Context Optimize: How We Cut LLM Input Tokens 30-70% Without Losing Accuracy
The problem: you are paying for formatting, not meaning
LLM input tokens are expensive. Claude Opus 4.6 charges $15 per million input tokens. GPT-4 is in the same ballpark. And in production workloads — agent loops, RAG pipelines, tool-heavy workflows — a large fraction of those tokens carry zero semantic weight.
Consider what actually gets stuffed into context on every request: pretty-printed JSON with indentation and newlines that a model does not need. Identical tool schemas repeated on every turn of an agent loop. System prompts duplicated inside user messages by certain frameworks. Long chat histories where early turns are no longer relevant. Multiple spaces and blank lines that inflate token counts without adding information.
We measured real payloads from agentic coding sessions, RAG pipelines, and API response analysis workflows. The formatting waste ranged from 29% to 71% of the total input tokens. That is money burned on whitespace and repetition.
Two modes: safe and aggressive
Context Optimize ships with two modes, both off by default.
Safe mode: five deterministic, lossless transforms
Safe mode applies five transforms that are fully reversible and never alter semantic content:
- JSON minification — finds JSON objects and arrays in message content using
json.JSONDecoder.raw_decode, then re-serializes them with no whitespace. Content inside fenced code blocks is skipped. The compact form only replaces the original if it is actually shorter. - Tool schema deduplication — detects identical tool/function schemas across messages by comparing their canonical JSON representation. The first occurrence is kept in full. Subsequent copies are replaced with a short reference like
[see tool "web_search" schema above]. - System prompt deduplication — if the system prompt text appears verbatim in a later user message (common in some orchestration frameworks), the duplicate is removed from the later message. The system message itself is never modified.
- Whitespace normalization — collapses three or more consecutive blank lines to two, and collapses runs of multiple spaces to one.

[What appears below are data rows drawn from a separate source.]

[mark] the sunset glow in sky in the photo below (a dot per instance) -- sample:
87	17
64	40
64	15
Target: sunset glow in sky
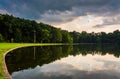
72	15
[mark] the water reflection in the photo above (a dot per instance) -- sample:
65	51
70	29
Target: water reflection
65	62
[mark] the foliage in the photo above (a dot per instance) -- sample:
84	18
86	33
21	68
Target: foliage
13	29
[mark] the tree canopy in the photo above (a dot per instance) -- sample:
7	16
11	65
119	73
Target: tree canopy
14	29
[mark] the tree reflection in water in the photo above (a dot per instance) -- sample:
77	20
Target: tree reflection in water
65	62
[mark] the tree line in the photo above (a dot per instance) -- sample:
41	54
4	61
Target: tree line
15	29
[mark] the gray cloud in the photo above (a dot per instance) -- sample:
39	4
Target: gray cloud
110	20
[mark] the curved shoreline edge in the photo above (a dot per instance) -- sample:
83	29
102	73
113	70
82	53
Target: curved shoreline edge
4	66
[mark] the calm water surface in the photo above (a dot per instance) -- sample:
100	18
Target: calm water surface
65	62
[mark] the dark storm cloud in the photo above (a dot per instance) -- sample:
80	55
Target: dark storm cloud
38	9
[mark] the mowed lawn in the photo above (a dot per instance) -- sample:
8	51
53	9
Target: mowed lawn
7	46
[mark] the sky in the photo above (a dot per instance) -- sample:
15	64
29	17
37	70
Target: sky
71	15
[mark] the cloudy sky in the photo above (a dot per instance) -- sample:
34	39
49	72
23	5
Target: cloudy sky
78	15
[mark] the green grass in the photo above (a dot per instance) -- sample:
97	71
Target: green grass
7	46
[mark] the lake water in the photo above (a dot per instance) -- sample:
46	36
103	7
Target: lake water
85	61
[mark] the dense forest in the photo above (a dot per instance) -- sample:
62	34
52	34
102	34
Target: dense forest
14	29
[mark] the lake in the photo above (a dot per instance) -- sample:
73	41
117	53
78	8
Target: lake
84	61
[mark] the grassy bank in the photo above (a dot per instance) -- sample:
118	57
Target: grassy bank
7	46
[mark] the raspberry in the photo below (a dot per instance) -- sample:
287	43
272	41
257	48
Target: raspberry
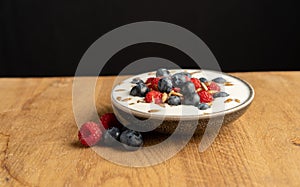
213	86
205	97
109	120
153	96
152	83
89	134
176	89
196	83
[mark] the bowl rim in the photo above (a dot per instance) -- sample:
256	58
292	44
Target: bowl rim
223	113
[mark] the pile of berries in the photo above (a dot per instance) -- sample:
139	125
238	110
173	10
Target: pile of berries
110	133
177	89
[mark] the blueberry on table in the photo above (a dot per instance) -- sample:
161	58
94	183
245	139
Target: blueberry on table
139	90
111	136
162	72
202	79
220	94
186	74
203	106
188	88
220	80
131	140
179	79
192	99
165	85
174	100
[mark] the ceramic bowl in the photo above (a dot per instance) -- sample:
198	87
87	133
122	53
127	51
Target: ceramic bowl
165	118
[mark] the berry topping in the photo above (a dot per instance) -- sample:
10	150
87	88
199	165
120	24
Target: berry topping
139	90
179	79
220	80
165	85
174	100
131	140
203	106
205	97
89	134
213	86
220	94
202	79
109	120
188	88
192	99
152	83
154	96
196	83
176	89
136	81
111	136
162	72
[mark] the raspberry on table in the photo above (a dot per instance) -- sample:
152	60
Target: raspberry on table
205	97
109	120
154	96
89	134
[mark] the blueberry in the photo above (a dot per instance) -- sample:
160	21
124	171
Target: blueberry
186	74
174	100
136	81
220	94
202	79
179	79
162	72
188	88
192	99
131	139
165	85
203	106
139	90
220	80
111	135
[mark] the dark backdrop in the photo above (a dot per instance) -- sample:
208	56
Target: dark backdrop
48	37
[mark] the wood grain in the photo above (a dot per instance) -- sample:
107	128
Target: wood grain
39	147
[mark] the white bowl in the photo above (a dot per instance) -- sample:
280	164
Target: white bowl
129	109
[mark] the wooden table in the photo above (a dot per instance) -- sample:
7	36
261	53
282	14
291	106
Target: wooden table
39	146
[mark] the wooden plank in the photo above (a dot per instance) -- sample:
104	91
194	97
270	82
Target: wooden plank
38	140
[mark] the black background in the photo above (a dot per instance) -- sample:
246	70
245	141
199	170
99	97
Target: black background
48	38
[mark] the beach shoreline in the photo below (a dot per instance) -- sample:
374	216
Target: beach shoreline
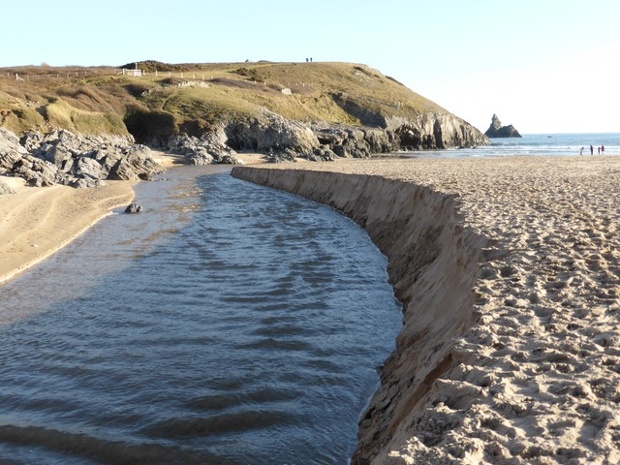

Lines inside fenced code blocks are skipped to preserve formatting where it matters.
- Chat history trimming — for conversations exceeding a configurable turn limit (default: 40), keeps the system prompt, the first user/assistant turn for task context, and the last N turns. A placeholder message notes how many turns were trimmed.
Every transform checks that its output is smaller than its input. If a replacement would somehow be larger, the original is kept untouched.
Aggressive mode: safe transforms + semantic deduplication
Aggressive mode runs all five safe transforms, then adds a sixth: semantic deduplication using sentence embeddings. It loads the all-MiniLM-L6-v2 model to compute embeddings for each message, compares them pairwise by cosine similarity, and compacts near-duplicate messages (similarity ≥ 0.85) into a short reference plus the unique differences.
System messages and short messages (under 60 characters) are never touched by semantic dedup.
The accuracy problem with naive semantic dedup
The obvious approach to semantic deduplication is straightforward: if two messages are 85%+ similar, replace the later one with a reference to the earlier one. But this approach has a critical flaw in practice.
Users frequently refine their instructions across turns. A user might say "write a function that returns the indices of the two numbers" in turn 1, then say "write a function that returns the actual values, not indices" in turn 3. Those two messages are about 90% similar by embedding cosine distance. Naive dedup would replace turn 3 entirely with a reference to turn 1, and the model would never see the correction.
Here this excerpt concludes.